GH: How can people contribute to your charity? (E.g. donations, through volunteer work, raising awareness.)
PM: They could help us by donating money when we open up a bank account in my father’s name to help poor people. Also if volunteers can get permission from their workplaces, universities and schools for us to conduct seminars it would be great.
GH: Are there any people who you helped you make your charity a reality?
PM: Of course! First of all, my mother and my sister who were there for me all the time, my cousin brother Thilina who gave me the idea of doing something to raise awareness and last but not least my friends and my cousins who supported me from day one.
GH: Do you have any personal message for those suffering from depression? Or any message for those people whose loved ones suffer from depression?
PM: Depression is not something to be scared of or afraid of. It is a sickness like fever, its normal. Whenever you feel down or you feel like ending your life… just think about the best things in life that are yet to be achieved. Keep your hand near your heart and feel that beat. Living is not going to be easy for any of us. We gotta fight. Everyone is a warrior. Don’t let depression control your life you take control of it and after all every life is worth living.
…and to the loved ones who is close to a person suffering depression. They might get aggressive. They might have moods. Whatever it is, just cope with it and be very helpful. Always show them that you are there. Always be with them when they need you.
We all talk about instigating change, some of us (such as myself) write about it but very few actually turn words into actions in order to instigate change. I attended the lecture conducted by “From Darkness to Light” at the Royal Institute of Colombo in December. I listened to the seminar by Mr. Ranjith kumar who is a consultant and a counsellor and I took part in the forum theatre (which was designed to demonstrate how to prevent mistreatment of those suffering from depression in real life situations) Therefore I can honestly say this is a truly worthy cause and I hope readers out there will be motivated to help this charity spread its message.

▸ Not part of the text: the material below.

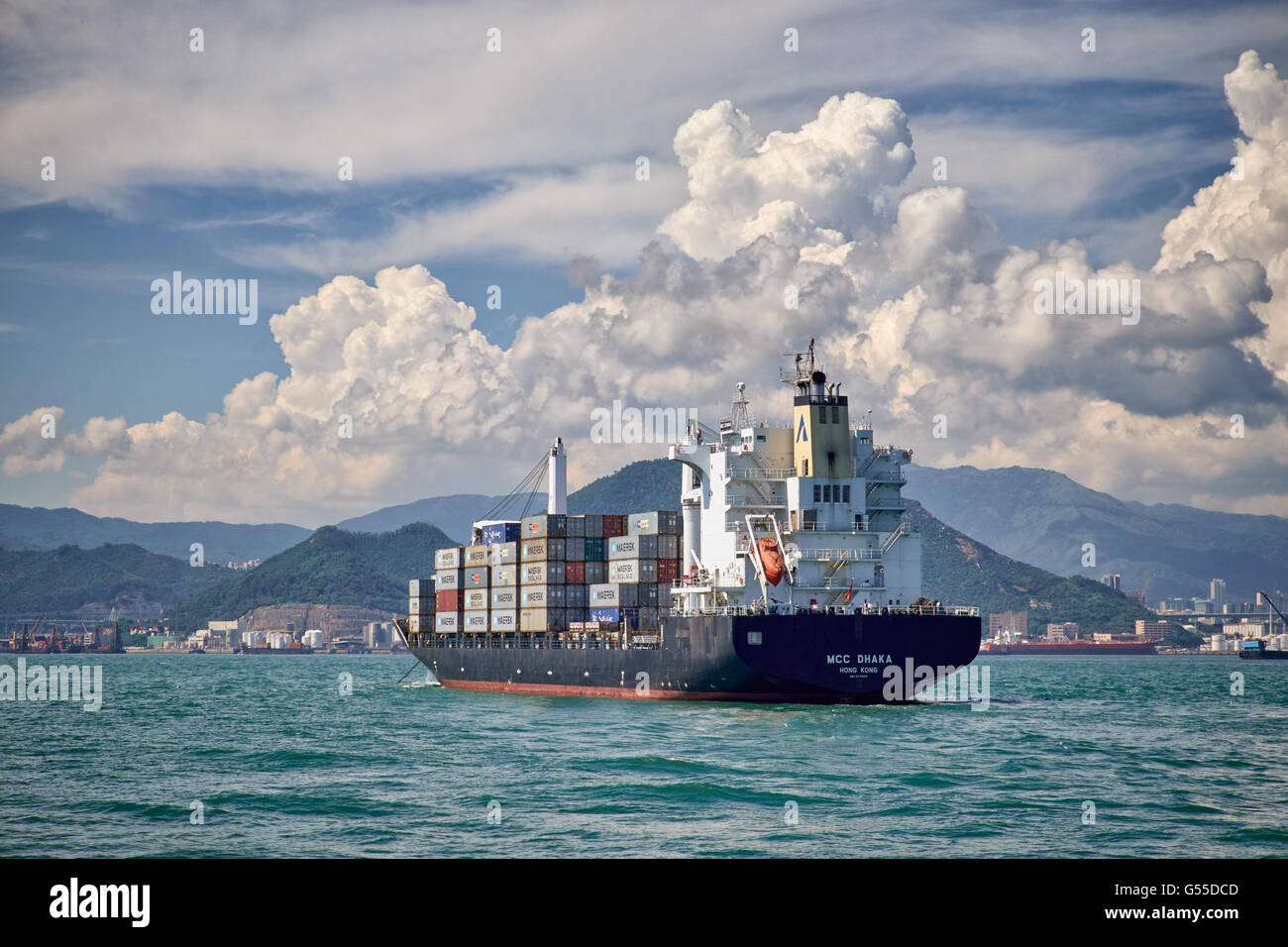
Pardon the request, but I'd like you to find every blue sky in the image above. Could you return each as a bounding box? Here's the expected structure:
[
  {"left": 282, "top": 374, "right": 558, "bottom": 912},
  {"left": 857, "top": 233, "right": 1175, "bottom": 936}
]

This post is dedicated to Pavani’s father Mr. Wasantha Muthumala and all those victims lost to depression. I would also like to dedicate this post to my father who turned 50 this week. He is not a victim of depression but he is one of the strongest human beings I have ever seen and I hope one day I can do something inspirational and courageous in his honour as Pavani has done for her own.
Thank you so much Pavani for allowing me to interview you. I wish you and your charity all the best.